The shootings and bombings in Norway last week were horrific by any standard. But those murders, which the perpetrator, Anders Behring Breivik, tried to justify in his online writings, reveal something more than the acts of a madman.
They reveal a perverted version of Christianity, soaked in the same righteous Islamophobia that inspired the medieval Crusades. Breivik named Islam as a danger to European civilization and "Christendom." And he himself identifies as a modern-day crusader, a member of the Knights Templar.
He chose the date, July 22, for his terrorism because that was the day in 1099 that the Kingdom of Jerusalem was established during the First Crusade. And he believed that the current struggle for Europe would end in 2083, exactly 400 years after the Battle of Vienna in 1863, when the Ottoman Empire was defeated by the armies of Christian Europe.
Like his medieval counterparts, he thought he was saving Europe for Christendom.
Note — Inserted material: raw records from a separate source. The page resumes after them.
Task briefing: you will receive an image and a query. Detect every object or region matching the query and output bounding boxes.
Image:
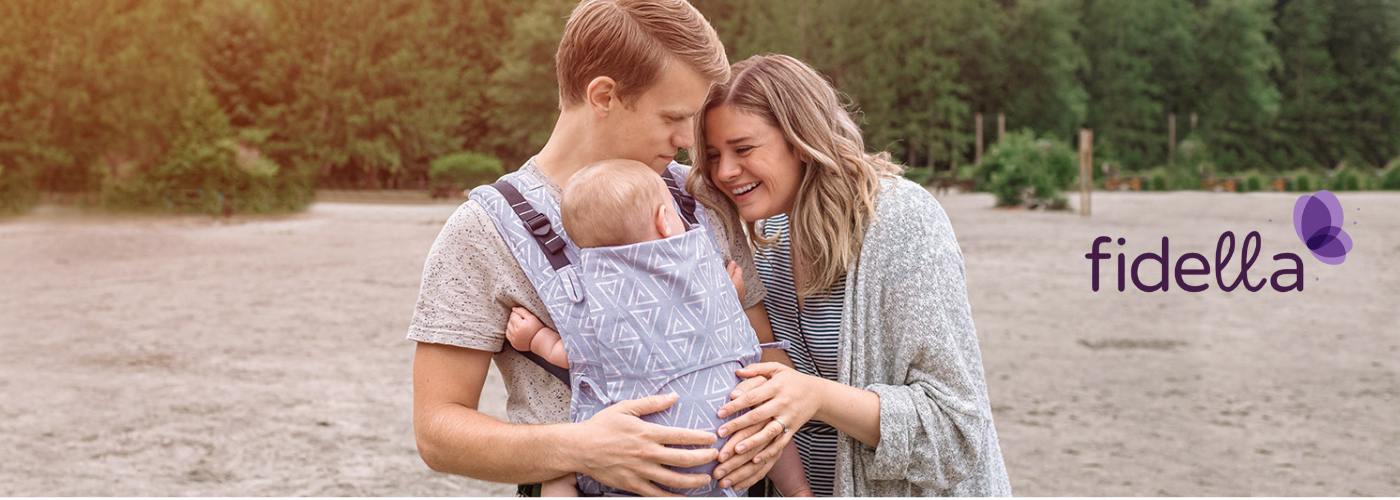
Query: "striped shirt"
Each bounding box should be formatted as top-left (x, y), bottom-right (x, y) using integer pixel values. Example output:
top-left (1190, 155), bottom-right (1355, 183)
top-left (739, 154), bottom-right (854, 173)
top-left (753, 214), bottom-right (846, 496)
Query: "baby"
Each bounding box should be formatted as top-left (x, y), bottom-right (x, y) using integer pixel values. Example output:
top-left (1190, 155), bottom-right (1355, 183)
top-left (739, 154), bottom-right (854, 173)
top-left (505, 160), bottom-right (811, 496)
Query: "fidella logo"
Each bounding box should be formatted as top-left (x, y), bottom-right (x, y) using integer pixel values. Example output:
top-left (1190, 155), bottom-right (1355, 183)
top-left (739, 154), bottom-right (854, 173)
top-left (1084, 190), bottom-right (1351, 291)
top-left (1294, 190), bottom-right (1351, 266)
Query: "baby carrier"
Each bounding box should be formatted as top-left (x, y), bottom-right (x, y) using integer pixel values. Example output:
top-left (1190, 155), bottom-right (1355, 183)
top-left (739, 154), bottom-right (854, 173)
top-left (470, 164), bottom-right (780, 496)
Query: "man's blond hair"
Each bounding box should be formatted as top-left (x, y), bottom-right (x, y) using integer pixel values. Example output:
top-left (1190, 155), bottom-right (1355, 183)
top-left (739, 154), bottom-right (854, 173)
top-left (554, 0), bottom-right (729, 108)
top-left (559, 160), bottom-right (669, 248)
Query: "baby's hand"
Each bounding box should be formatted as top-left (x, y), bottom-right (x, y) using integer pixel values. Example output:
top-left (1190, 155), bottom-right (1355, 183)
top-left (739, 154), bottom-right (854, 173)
top-left (505, 307), bottom-right (545, 353)
top-left (725, 261), bottom-right (743, 303)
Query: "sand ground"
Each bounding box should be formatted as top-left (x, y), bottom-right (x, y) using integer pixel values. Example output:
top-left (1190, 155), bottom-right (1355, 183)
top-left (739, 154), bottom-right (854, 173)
top-left (0, 193), bottom-right (1400, 496)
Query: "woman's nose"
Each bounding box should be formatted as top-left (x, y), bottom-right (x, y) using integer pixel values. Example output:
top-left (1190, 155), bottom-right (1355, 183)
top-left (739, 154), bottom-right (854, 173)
top-left (714, 155), bottom-right (743, 182)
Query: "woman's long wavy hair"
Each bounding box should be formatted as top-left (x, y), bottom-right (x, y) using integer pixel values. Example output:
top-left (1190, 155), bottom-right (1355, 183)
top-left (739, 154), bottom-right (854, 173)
top-left (686, 55), bottom-right (903, 297)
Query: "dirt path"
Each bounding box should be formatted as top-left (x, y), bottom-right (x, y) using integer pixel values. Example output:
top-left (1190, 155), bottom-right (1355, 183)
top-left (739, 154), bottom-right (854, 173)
top-left (0, 193), bottom-right (1400, 496)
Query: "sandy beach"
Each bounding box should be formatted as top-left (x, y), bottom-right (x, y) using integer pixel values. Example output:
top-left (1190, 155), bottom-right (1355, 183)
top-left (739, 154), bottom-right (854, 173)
top-left (0, 192), bottom-right (1400, 496)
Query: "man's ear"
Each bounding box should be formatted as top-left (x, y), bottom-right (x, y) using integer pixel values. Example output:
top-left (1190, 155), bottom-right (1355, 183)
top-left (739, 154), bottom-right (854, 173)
top-left (584, 77), bottom-right (617, 118)
top-left (655, 203), bottom-right (679, 238)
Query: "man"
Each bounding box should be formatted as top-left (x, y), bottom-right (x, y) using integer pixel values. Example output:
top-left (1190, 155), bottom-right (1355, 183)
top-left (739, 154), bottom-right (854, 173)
top-left (407, 0), bottom-right (776, 496)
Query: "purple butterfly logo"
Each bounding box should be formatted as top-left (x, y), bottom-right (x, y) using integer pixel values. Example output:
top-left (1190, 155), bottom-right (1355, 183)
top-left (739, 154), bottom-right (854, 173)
top-left (1294, 190), bottom-right (1351, 266)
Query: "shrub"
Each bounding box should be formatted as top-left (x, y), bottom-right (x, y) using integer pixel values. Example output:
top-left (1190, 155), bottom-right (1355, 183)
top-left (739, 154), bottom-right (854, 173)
top-left (0, 164), bottom-right (39, 216)
top-left (1376, 158), bottom-right (1400, 190)
top-left (428, 153), bottom-right (505, 190)
top-left (1327, 162), bottom-right (1371, 190)
top-left (1149, 172), bottom-right (1166, 190)
top-left (976, 130), bottom-right (1078, 207)
top-left (1240, 172), bottom-right (1266, 192)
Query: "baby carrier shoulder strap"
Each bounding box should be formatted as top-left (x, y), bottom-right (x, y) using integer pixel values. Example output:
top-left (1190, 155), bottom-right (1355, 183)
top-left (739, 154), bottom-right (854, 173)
top-left (491, 168), bottom-right (699, 385)
top-left (491, 179), bottom-right (568, 385)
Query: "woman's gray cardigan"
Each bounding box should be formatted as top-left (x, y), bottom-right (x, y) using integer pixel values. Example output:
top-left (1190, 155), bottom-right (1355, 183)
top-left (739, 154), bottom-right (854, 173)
top-left (836, 178), bottom-right (1011, 497)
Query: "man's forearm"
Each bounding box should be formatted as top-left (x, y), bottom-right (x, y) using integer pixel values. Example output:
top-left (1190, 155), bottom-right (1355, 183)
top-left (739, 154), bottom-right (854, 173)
top-left (416, 405), bottom-right (580, 485)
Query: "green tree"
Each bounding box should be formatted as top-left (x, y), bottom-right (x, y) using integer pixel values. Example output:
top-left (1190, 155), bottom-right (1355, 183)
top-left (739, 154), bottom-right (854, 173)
top-left (1007, 0), bottom-right (1089, 139)
top-left (1200, 0), bottom-right (1280, 171)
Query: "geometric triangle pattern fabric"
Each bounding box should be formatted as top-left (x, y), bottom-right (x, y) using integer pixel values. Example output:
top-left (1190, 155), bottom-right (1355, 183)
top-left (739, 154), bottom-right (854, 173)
top-left (470, 162), bottom-right (760, 496)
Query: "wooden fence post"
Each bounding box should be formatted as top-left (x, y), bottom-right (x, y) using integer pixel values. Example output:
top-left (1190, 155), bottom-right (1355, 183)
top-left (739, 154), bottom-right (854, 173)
top-left (1079, 129), bottom-right (1093, 216)
top-left (1166, 113), bottom-right (1176, 162)
top-left (973, 113), bottom-right (981, 164)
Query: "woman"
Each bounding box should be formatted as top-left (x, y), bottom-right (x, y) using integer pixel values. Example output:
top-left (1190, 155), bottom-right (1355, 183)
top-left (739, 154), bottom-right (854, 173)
top-left (687, 55), bottom-right (1011, 496)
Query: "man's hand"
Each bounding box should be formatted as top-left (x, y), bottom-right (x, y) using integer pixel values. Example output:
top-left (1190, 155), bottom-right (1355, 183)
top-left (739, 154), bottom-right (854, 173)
top-left (571, 394), bottom-right (718, 496)
top-left (714, 377), bottom-right (777, 489)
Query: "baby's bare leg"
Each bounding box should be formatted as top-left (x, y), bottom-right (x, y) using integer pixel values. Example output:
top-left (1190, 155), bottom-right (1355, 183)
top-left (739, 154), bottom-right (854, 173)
top-left (529, 323), bottom-right (568, 368)
top-left (505, 307), bottom-right (568, 368)
top-left (539, 473), bottom-right (578, 497)
top-left (505, 307), bottom-right (545, 352)
top-left (769, 441), bottom-right (813, 497)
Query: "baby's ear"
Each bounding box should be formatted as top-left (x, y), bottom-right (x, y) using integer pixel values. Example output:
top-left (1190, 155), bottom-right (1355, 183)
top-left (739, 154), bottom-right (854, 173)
top-left (655, 203), bottom-right (679, 238)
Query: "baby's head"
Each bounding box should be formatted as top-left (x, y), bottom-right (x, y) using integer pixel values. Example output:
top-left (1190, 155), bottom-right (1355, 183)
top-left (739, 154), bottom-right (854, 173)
top-left (560, 160), bottom-right (685, 248)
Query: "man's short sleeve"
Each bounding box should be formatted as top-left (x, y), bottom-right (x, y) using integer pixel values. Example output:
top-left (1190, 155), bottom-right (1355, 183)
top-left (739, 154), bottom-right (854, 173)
top-left (407, 202), bottom-right (524, 352)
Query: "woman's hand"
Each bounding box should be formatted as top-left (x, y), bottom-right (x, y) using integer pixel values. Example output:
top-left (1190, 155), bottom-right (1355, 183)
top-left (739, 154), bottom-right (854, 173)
top-left (720, 363), bottom-right (823, 466)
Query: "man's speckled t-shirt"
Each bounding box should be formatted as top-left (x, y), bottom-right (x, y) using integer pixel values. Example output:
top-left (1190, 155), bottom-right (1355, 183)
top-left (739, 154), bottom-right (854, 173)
top-left (407, 160), bottom-right (763, 424)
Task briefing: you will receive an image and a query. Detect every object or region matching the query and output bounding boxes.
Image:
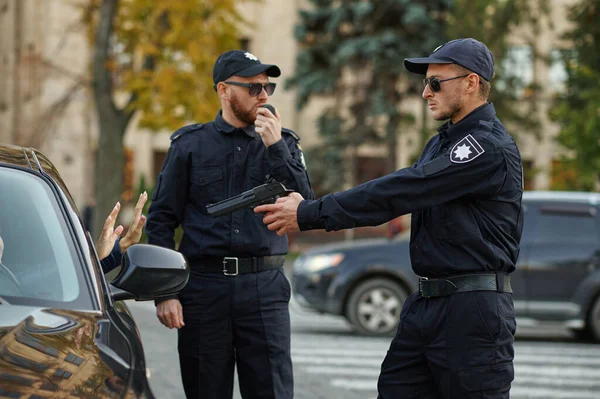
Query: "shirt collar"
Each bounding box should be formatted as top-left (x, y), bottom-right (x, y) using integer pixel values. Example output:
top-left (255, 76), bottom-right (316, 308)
top-left (215, 110), bottom-right (257, 138)
top-left (438, 103), bottom-right (496, 138)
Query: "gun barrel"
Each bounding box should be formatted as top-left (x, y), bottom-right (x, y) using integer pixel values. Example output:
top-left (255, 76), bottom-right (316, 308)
top-left (206, 183), bottom-right (288, 217)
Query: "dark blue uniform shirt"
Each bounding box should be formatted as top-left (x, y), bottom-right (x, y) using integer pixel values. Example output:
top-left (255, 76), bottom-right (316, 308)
top-left (146, 112), bottom-right (314, 268)
top-left (298, 103), bottom-right (523, 277)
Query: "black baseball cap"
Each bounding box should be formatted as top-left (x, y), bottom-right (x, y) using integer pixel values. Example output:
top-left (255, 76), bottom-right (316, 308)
top-left (404, 38), bottom-right (494, 82)
top-left (213, 50), bottom-right (281, 85)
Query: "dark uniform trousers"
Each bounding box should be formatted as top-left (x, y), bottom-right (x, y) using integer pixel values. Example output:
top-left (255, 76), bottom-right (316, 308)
top-left (378, 291), bottom-right (516, 399)
top-left (178, 268), bottom-right (293, 399)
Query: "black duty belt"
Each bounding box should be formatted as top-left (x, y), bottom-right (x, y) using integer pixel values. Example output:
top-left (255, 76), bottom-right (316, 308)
top-left (191, 255), bottom-right (285, 276)
top-left (419, 273), bottom-right (512, 298)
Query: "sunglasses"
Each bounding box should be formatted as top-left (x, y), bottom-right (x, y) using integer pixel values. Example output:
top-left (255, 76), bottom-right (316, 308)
top-left (423, 74), bottom-right (470, 93)
top-left (223, 82), bottom-right (277, 97)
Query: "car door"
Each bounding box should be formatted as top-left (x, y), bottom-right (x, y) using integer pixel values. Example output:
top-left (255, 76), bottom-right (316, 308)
top-left (523, 203), bottom-right (598, 320)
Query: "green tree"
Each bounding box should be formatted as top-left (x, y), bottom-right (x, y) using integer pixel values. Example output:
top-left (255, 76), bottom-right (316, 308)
top-left (83, 0), bottom-right (243, 234)
top-left (551, 0), bottom-right (600, 191)
top-left (287, 0), bottom-right (452, 195)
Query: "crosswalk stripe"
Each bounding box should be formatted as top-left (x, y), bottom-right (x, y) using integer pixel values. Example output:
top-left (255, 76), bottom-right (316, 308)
top-left (292, 347), bottom-right (386, 360)
top-left (292, 348), bottom-right (600, 367)
top-left (510, 386), bottom-right (598, 399)
top-left (292, 354), bottom-right (381, 367)
top-left (515, 362), bottom-right (600, 381)
top-left (292, 341), bottom-right (600, 399)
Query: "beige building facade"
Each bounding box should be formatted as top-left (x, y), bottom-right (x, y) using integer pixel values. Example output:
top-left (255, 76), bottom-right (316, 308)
top-left (0, 0), bottom-right (96, 206)
top-left (0, 0), bottom-right (576, 211)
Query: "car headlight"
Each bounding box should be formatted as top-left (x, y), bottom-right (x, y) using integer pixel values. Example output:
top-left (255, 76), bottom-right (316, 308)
top-left (302, 253), bottom-right (344, 273)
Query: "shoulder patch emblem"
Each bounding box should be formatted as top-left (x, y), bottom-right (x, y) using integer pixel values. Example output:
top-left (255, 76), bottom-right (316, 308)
top-left (450, 134), bottom-right (485, 163)
top-left (296, 143), bottom-right (306, 169)
top-left (171, 123), bottom-right (204, 141)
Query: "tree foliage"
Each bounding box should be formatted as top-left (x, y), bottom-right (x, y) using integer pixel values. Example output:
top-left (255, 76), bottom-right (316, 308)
top-left (551, 0), bottom-right (600, 191)
top-left (288, 0), bottom-right (450, 191)
top-left (83, 0), bottom-right (243, 236)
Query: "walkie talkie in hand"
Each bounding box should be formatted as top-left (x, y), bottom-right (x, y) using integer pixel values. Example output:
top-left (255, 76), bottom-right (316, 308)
top-left (260, 104), bottom-right (276, 116)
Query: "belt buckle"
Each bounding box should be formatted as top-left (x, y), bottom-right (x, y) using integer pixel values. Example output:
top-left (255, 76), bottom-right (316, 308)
top-left (223, 256), bottom-right (239, 276)
top-left (419, 277), bottom-right (431, 298)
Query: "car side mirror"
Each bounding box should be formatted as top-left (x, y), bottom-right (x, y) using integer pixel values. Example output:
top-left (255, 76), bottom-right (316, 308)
top-left (111, 244), bottom-right (190, 301)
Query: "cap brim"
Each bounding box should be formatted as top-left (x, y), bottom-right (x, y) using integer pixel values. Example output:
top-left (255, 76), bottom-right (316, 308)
top-left (404, 57), bottom-right (453, 75)
top-left (233, 64), bottom-right (281, 78)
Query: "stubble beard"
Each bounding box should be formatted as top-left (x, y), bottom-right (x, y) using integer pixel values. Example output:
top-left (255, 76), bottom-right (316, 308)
top-left (435, 91), bottom-right (462, 121)
top-left (229, 94), bottom-right (256, 125)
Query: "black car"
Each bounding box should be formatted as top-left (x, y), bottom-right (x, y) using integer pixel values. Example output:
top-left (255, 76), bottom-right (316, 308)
top-left (0, 145), bottom-right (189, 398)
top-left (293, 191), bottom-right (600, 341)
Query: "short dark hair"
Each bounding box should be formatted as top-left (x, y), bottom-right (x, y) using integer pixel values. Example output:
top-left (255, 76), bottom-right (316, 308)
top-left (452, 64), bottom-right (492, 100)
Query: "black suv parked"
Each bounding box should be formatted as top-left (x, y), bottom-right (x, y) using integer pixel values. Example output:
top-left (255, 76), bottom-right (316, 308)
top-left (293, 191), bottom-right (600, 341)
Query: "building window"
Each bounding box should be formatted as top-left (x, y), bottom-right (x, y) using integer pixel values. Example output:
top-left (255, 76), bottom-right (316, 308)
top-left (240, 37), bottom-right (250, 51)
top-left (547, 49), bottom-right (568, 93)
top-left (496, 46), bottom-right (533, 97)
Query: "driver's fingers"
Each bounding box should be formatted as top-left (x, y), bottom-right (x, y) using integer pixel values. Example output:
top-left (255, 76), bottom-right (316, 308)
top-left (102, 202), bottom-right (121, 239)
top-left (132, 191), bottom-right (148, 223)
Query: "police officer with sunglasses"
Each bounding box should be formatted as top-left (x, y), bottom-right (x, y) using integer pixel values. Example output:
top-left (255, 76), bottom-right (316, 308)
top-left (255, 39), bottom-right (523, 399)
top-left (146, 50), bottom-right (314, 399)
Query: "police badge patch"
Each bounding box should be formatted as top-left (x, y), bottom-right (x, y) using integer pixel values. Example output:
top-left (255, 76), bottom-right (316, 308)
top-left (450, 134), bottom-right (485, 163)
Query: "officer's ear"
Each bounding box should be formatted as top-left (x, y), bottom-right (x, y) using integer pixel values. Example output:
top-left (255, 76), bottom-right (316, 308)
top-left (465, 73), bottom-right (481, 93)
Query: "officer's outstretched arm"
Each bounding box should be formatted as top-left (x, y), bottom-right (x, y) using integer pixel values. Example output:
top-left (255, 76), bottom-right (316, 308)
top-left (298, 139), bottom-right (520, 231)
top-left (267, 128), bottom-right (315, 199)
top-left (146, 141), bottom-right (189, 249)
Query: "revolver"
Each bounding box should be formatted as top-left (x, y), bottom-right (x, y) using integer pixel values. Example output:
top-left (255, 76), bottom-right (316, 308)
top-left (206, 181), bottom-right (294, 217)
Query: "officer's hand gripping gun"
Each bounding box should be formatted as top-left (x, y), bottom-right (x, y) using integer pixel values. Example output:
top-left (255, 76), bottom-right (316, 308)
top-left (206, 182), bottom-right (294, 217)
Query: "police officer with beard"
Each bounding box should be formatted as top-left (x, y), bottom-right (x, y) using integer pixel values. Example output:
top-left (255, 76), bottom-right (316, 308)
top-left (255, 39), bottom-right (523, 399)
top-left (146, 50), bottom-right (314, 399)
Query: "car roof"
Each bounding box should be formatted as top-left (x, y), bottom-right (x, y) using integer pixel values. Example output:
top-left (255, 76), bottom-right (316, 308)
top-left (523, 191), bottom-right (600, 205)
top-left (0, 144), bottom-right (78, 212)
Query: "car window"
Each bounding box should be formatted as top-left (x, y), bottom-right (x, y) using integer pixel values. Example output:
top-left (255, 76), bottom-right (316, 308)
top-left (532, 207), bottom-right (598, 244)
top-left (0, 168), bottom-right (89, 305)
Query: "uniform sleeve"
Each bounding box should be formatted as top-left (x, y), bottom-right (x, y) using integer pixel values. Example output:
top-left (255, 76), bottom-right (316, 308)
top-left (100, 239), bottom-right (123, 274)
top-left (146, 141), bottom-right (189, 249)
top-left (267, 132), bottom-right (315, 199)
top-left (298, 140), bottom-right (507, 231)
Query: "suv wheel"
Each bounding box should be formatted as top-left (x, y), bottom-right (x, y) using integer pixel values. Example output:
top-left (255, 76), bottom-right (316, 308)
top-left (587, 296), bottom-right (600, 342)
top-left (346, 278), bottom-right (408, 336)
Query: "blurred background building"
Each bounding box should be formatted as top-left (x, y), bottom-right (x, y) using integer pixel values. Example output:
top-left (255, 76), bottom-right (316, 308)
top-left (0, 0), bottom-right (574, 211)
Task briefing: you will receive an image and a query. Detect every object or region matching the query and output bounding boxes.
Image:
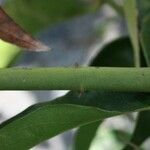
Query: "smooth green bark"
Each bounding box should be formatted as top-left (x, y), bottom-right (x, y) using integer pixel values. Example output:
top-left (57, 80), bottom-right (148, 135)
top-left (0, 67), bottom-right (150, 92)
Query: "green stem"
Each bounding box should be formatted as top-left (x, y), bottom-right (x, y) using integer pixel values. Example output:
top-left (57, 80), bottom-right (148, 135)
top-left (0, 67), bottom-right (150, 92)
top-left (104, 0), bottom-right (124, 16)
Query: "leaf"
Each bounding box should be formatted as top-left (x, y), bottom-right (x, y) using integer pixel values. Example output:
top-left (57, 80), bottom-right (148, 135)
top-left (124, 111), bottom-right (150, 150)
top-left (124, 0), bottom-right (140, 67)
top-left (0, 92), bottom-right (150, 150)
top-left (74, 121), bottom-right (101, 150)
top-left (0, 7), bottom-right (49, 51)
top-left (74, 37), bottom-right (134, 150)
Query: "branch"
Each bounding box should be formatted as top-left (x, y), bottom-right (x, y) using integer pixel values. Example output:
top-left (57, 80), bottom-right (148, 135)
top-left (0, 67), bottom-right (150, 92)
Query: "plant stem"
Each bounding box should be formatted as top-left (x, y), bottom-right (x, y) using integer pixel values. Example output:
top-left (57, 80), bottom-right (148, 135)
top-left (104, 0), bottom-right (124, 16)
top-left (0, 67), bottom-right (150, 92)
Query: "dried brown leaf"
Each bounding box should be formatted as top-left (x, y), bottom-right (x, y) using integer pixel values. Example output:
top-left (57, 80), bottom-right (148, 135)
top-left (0, 7), bottom-right (50, 51)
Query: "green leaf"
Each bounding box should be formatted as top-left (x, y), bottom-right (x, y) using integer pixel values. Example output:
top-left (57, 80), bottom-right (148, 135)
top-left (74, 121), bottom-right (101, 150)
top-left (0, 92), bottom-right (150, 150)
top-left (124, 111), bottom-right (150, 150)
top-left (124, 0), bottom-right (140, 67)
top-left (74, 37), bottom-right (134, 150)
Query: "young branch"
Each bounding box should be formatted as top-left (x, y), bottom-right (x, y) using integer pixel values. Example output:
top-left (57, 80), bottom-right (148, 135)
top-left (0, 67), bottom-right (150, 92)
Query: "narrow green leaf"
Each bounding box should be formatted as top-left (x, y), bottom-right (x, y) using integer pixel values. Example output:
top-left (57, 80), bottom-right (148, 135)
top-left (74, 121), bottom-right (101, 150)
top-left (124, 0), bottom-right (140, 67)
top-left (0, 92), bottom-right (150, 150)
top-left (74, 37), bottom-right (134, 150)
top-left (124, 111), bottom-right (150, 150)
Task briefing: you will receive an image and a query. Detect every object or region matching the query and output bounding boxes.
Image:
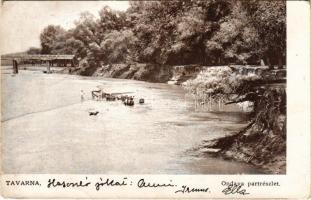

He did this by attacking members of the Norwegian political party that champions "multi-culturalism."
In addition, Breivik describes himself as a Christian who chose to be baptized into the Protestant Church of Norway at age 15. Later, he rejected the Church of Norway and in 2009 favored "an indirect collective conversion of the Protestant church back to the Catholic." But he was not happy with conventional Catholicism either, condemning the pope's dialogue with Islam.
Because he claimed to be a Christian, a few commentators have called his horrific acts an example of "Christian terrorism." And many Christians have objected strongly. "This is not Christianity!" they thundered. And of course, they are right. What Breivik did is about as far from the teachings of Jesus as one can get.
So maybe this is a salient moment to look at another, much more frequently used, label: "Islamic terrorism." I have long objected to that phrase because -- as any Islamic scholar will tell you -- Islam does not permit or countenance terrorism.
Terrorist actions today may be inspired by some perverted form of Christianity or Islam, but neither represents the authentic teachings of those faith traditions.
But that brings me back to the Crusades. Acts perpetrated by popes and bishops and European Catholic royalty against Muslims (and also Jews… this is when the pogroms began). When anyone looks at al-Qaida today, we need to realize that terrorism that is "justified" in "religious" teachings has strong roots in Catholic Europe. And all this happens when someone in religious authority claims the right to use coercion and violence to defend the "one true faith."
What happened in Norway is an invitation to reflect on all that … again.